1Sweet Potatoes

Did you know that sweet potatoes have trumpet-shaped flowers? Absolutely perfect for the long, straw-like mouth-beaks of the mighty hummingbird.

2Raspberries

Though hummingbirds are quick and evasive little creatures, I managed to see one on an early spring morning have a good ole time in the raspberry patch. This is in year 4 of this particular food forest, mind you, so I’m wondering if the late start to the season and the lateness of the raspberry flowers is what put them into the path of the hummingbird. 

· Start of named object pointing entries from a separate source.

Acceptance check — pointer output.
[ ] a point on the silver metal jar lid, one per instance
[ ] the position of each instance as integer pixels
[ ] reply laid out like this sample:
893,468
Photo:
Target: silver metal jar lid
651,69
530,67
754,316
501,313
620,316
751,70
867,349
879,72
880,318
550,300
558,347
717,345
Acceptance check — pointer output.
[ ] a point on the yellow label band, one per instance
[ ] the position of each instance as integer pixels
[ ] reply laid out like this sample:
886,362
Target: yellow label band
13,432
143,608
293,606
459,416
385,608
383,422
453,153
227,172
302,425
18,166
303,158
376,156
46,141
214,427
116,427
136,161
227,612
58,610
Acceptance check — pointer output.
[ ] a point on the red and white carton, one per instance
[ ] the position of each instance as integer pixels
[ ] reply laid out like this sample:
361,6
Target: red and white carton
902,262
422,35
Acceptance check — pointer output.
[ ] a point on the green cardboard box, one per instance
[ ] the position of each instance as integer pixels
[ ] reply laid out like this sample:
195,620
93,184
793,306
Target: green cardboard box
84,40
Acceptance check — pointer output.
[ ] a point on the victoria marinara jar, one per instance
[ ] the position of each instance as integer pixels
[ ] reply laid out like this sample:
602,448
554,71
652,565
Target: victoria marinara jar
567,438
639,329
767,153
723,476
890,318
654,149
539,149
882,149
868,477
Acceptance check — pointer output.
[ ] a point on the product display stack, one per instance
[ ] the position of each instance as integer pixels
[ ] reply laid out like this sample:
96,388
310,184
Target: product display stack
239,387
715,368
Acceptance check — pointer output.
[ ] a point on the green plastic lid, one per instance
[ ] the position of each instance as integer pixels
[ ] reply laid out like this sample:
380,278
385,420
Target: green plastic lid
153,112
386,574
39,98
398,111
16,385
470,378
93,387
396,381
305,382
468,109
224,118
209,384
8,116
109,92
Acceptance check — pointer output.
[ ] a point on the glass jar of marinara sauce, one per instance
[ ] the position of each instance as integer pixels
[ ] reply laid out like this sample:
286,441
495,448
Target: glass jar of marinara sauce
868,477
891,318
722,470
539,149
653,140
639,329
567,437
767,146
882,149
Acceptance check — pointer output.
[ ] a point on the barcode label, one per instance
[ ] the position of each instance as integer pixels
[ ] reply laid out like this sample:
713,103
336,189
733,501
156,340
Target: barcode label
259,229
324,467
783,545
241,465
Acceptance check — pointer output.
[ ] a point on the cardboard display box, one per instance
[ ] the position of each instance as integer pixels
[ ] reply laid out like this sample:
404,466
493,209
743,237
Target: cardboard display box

It would probably be a good idea to plant June-bearing raspberry varieties along with everbearing or spring and fall-bearing varities to hedge your bet, develop your raspberry collection, increase pollination, and swim in an abundance of fresh fruit. 

3Pineapple Sage

The leafy groundcover with its delicious pineapple scent that can be used to make healthy teas? Oh yeah, the hummingbirds love that. The red flowers are bright and beautiful and serve well to attract hummingbirds to this easy to grow tender perennial. In order to properly naturalize the pineapple sage in a permaculture-y, cottagecore way, you’ll need to zone push it by adding some evergreens to support it or by using other zone pushing methods such as adding a duck or fish pond.

4Hostas

When you need to fill in those shady spots with a tough perennial that helps to feed and support wildlife, hostas are going to do the job and do it beautifully. Because hostas come in so many varieties, adding a collection of them will not only make your food forest more aesthetically pleasing, but feed more hummingbirds, among other, less savory pollinators. 

Not all hosta flowers are created equal when it comes to having the power to attract the lovely hummingbird, you’ll still want to aim for more sweetly scented hostas to feed as many hummingbirds as possible.